Saturday, August 18, 2012

'Timothy Green' enchants with real-life lessons

By John DeFore, The Hollywood Reporter

REVIEW: A fairy tale about parenting that stays kid-friendly without completely glossing over the darker themes of its premise, Peter Hedges' "The Odd Life of Timothy Green" unsurprisingly concludes that anyone who really wants a child should have one, but it finds time along the way to warn future parents just how bad at it they might be. As the title character, wise-beyond-his-years CJ Adams is a forgiving stand-in for the family pic's younger viewers, in tune with an overall optimistic vibe that should play respectably well at the box office.

Jennifer Garner and Joel Edgerton play Cindy and Jim Green, heartland dwellers whose passion to conceive borders on the pathological. Finally accepting their doctor's conclusion that no treatment will make it happen, they spend one last night fantasizing about the kid who will never inhabit their already-decorated nursery. They scribble all the boy's imagined attributes on pieces of paper, put the notes in a wooden box and bury it in the yard with the same reverence they'd afford a stillborn fetus.

EXCLUSIVE PHOTOS: THR's Cannes 2012 portraits

As they sleep, the weather vane switches directions.

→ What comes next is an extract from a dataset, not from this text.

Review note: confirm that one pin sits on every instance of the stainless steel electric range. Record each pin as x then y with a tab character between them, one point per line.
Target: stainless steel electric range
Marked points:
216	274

A freak storm arrives, pouring rain on just their house in this drought-stricken town. The earth heaves and releases a young boy, perfect except for a dozen or so unpruneable leaves growing near his ankles.

As the couple try to pass Timothy off as their adopted son and integrate him into small-town life, they make not only the expected, overprotective mistakes but some serious enough to give thoughtful viewers pause. Hedges (working from a story by Ahmet Zappa) finds clever ways, within this fantasy's conceits, to talk about the pitfalls of clinging to too-specific expectations about a child's path. Jim and Cindy's own failures are exacerbated by work and family pressures; it's frustrating to see actors as fine as Rosemarie DeWitt and David Morse (playing Cindy's uptight sister and Jim's scornful father) cast as under-imagined heavies here, but M. Emmet Walsh turns a few short scenes into something lovely.

PHOTOS: Cannes 2012: Competition lineup features 'Cosmopolis,' 'Moonrise Kingdom,' 'Killing Them Softly'

Those leaves on Timothy's legs prove important, of course. John Toll's rich cinematography emphasizes the colors of a ripening fall, supplying a Disney-appropriate warmth while foreshadowing our hero's imminent defoliation and prompting us to consider what it might mean for him.

True Wolf: Film Review

The story is told in flashback, as Cindy and Tim recount their adventure to an adoption agency official (Shohreh Aghdashloo) who's weighing their fitness to take in a new child. Adding an extra layer of real-world literalism to a fable about magic among unbelievers is an iffy choice. But it's one Hedges requires in order to deliver a feel-good conclusion to a tale that was really born to be bittersweet.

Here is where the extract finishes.